Since World War II, Western governments, including the U.S. and its NATO allies, have regulated the export of cryptography for national security considerations, and, for a time, defined cryptography to be a munition.
In light of the enormous impact of cryptanalysis in WWII, it was abundantly clear to these governments that denying current and potential enemies access to cryptographic systems looked to be militarily valuable. They also wished to monitor the diplomatic communications of other nations, including the many new nations that were emerging in the post-colonial period and whose position on Cold War issues was regarded as vital.
Since the U.S. and U.K. had, they believed, developed more advanced cryptographic capabilities than others, there arose a notion that controlling all dissemination of the more effective crypto techniques might be beneficial. The First Amendment made controlling all use of cryptography inside the U.S. difficult, but controlling access to U.S. developments by others was thought to be more practical — there were at least no constitutional impediments.
Accordingly, regulations were introduced as part of munitions controls which required licenses to export cryptographic methods (and even their description); the regulations established that cryptography beyond a certain strength (defined by algorithm and length of key) would not be licensed for export except on a case-by-case basis. The expectation seems to have been that this would further national interests in reading 'their' communications and prevent others from reading 'ours'. This policy was also adopted elsewhere for various reasons.
The development, and public release, of DES and asymmetric key techniques in the 1970s, the rise of the Internet, and the willingness of some to risk and resist prosecution, eventually made this policy impossible to enforce, and by the late 1990s it was being relaxed in the US, and to some extent (e.g. France) elsewhere. Nevertheless, some officials in the U.S. believe that widespread availability of strong cryptography world-wide has hampered the ability of the NSA to read intercepted communications that might reveal important information about intentions hostile to the United States.
Others feel that the export controls in place in the last half of the 20th century discouraged incorporation of widely known cryptographic tools into commercial products, particularly personal computer operating systems, and are a root cause of the present crisis in information security, aside from interfering with U.S. trade in such products. They observe that many of the advances, including asymmetric key cryptography and many of its algorithms, were already public in any case.
Two types of technology were protected: technology associated only with weapons of war and dual use technology, which also had commercial applications. In the U.S., dual use technology export was controlled by the Department of Commerce, while munitions were controlled by the State Department. Encryption technology (techniques as well as equipment and, after computers became important, crypto software) was classified as a munition. However, this hardly mattered in practice since secure encryption was not, certainly in the immediate post War period, available to the general public. By the 1960s, however, financial organisations were beginning to require strong commercial encryption on the rapidly growing field of wired money transfer.

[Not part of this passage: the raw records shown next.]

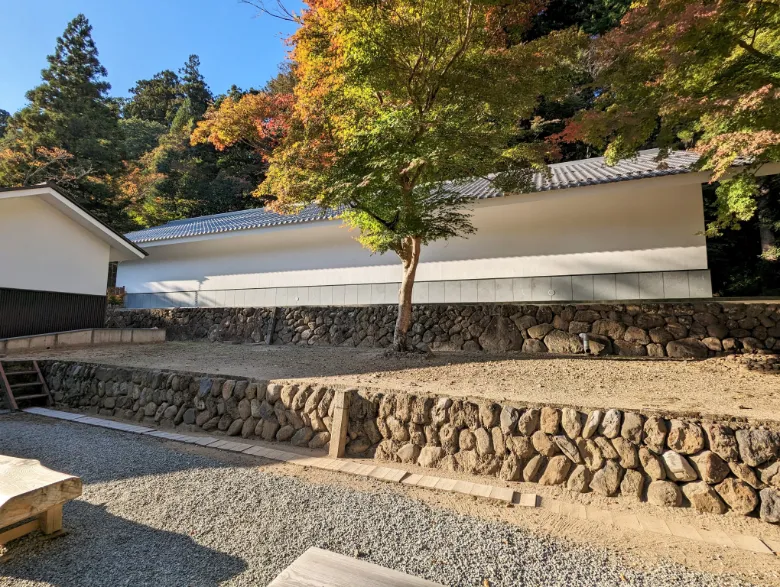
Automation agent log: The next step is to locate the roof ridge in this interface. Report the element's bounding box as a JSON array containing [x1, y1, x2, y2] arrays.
[[126, 148, 698, 242]]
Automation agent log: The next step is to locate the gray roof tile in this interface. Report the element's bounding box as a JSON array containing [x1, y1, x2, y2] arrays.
[[126, 149, 699, 243]]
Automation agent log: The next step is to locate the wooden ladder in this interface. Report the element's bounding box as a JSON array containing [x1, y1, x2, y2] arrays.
[[0, 360, 54, 410]]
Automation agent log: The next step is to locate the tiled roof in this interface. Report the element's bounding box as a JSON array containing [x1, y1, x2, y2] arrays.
[[126, 149, 699, 243]]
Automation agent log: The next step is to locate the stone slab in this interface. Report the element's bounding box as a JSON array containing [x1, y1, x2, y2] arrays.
[[637, 515, 672, 535], [729, 534, 774, 554], [666, 520, 704, 542]]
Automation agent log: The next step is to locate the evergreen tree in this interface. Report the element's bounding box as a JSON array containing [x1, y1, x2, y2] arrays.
[[123, 69, 183, 126], [0, 14, 122, 227], [18, 14, 121, 173], [0, 108, 11, 139], [179, 55, 214, 120]]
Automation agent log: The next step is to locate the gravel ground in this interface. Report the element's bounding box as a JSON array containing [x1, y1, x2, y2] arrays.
[[0, 415, 760, 587], [22, 342, 780, 421]]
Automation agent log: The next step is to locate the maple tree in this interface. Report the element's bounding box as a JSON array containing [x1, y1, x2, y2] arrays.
[[225, 0, 584, 350], [556, 0, 780, 260]]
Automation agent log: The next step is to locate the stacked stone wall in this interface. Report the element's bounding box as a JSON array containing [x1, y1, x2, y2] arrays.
[[41, 361, 381, 456], [375, 394, 780, 523], [42, 361, 780, 523], [106, 302, 780, 358]]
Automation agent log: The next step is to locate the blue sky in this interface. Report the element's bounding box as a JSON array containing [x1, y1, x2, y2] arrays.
[[0, 0, 300, 112]]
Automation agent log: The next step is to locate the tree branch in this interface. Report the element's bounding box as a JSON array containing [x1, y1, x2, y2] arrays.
[[737, 39, 780, 66], [240, 0, 302, 24], [349, 200, 401, 232]]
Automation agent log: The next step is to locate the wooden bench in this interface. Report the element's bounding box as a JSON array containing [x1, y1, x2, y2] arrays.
[[0, 455, 81, 545], [268, 547, 443, 587]]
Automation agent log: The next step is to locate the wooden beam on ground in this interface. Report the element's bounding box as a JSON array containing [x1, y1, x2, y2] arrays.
[[268, 547, 443, 587], [0, 455, 81, 543]]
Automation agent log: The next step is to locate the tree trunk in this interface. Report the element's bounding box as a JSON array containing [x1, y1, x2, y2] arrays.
[[393, 237, 421, 351], [758, 189, 777, 261]]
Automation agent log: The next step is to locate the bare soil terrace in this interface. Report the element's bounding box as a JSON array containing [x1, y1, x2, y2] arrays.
[[18, 342, 780, 422]]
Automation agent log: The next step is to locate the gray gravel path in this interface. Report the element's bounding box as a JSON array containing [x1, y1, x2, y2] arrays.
[[0, 415, 747, 587]]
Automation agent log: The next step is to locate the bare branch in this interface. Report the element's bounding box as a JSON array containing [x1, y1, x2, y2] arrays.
[[239, 0, 302, 24]]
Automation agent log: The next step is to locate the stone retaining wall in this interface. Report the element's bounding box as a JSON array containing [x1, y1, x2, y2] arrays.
[[375, 394, 780, 523], [39, 361, 381, 456], [106, 303, 780, 358], [42, 361, 780, 523]]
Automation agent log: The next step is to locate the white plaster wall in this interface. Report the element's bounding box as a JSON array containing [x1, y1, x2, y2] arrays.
[[117, 180, 707, 293], [0, 196, 110, 295]]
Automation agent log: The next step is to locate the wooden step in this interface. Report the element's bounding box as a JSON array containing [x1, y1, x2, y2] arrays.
[[0, 360, 54, 410], [11, 381, 43, 389], [14, 393, 49, 401]]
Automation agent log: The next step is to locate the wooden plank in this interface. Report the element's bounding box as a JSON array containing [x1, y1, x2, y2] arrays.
[[40, 503, 62, 534], [268, 547, 443, 587], [0, 361, 19, 411], [33, 361, 54, 406], [0, 519, 41, 545], [328, 389, 354, 459], [0, 455, 81, 528]]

The U.S. Government's introduction of the Data Encryption Standard in 1975 meant that commercial uses of high quality encryption would become common, and serious problems of export control began to arise. Generally these were dealt with through case-by-case export license request proceedings brought by computer manufacturers, such as IBM, and by their large corporate customers.
SSL-encrypted messages used the RC4 cipher, and used 128-bit keys. U.S. government export regulations would not permit crypto systems using 128-bit keys to be exported. At this stage Western governments had, in practice, a split personality when it came to encryption; policy was made by the military cryptanalysts, who were solely concerned with preventing their 'enemies' acquiring secrets, but that policy was then communicated to commerce by officials whose job was to support industry.
The longest key size allowed for export without individual license proceedings was 40 bits, so Netscape developed two versions of its web browser. The "U.S. edition" had the full 128-bit strength. The "International Edition" had its effective key length reduced to 40 bits by revealing 88 bits of the key in the SSL protocol. Acquiring the 'U.S. domestic' version turned out to be sufficient hassle that most computer users, even in the U.S., ended up with the 'International' version, whose weak 40-bit encryption could be broken in a matter of days using a single personal computer. Much the same thing happened with Lotus Notes and for the same reasons.
Legal challenges by Peter Junger and other civil libertarians and privacy advocates, the widespread availability of encryption software outside the U.S., and the perception by many companies that adverse publicity about weak encryption was limiting their sales and the growth of e-commerce, led to a series of relaxations in US export controls, culminating in 1996 in the effective elimination of export controls on commercial and open source software containing cryptography (which, in any case, a "rogue state" could have downloaded, and subsequently verified, from file sharing networks or servers outside the US).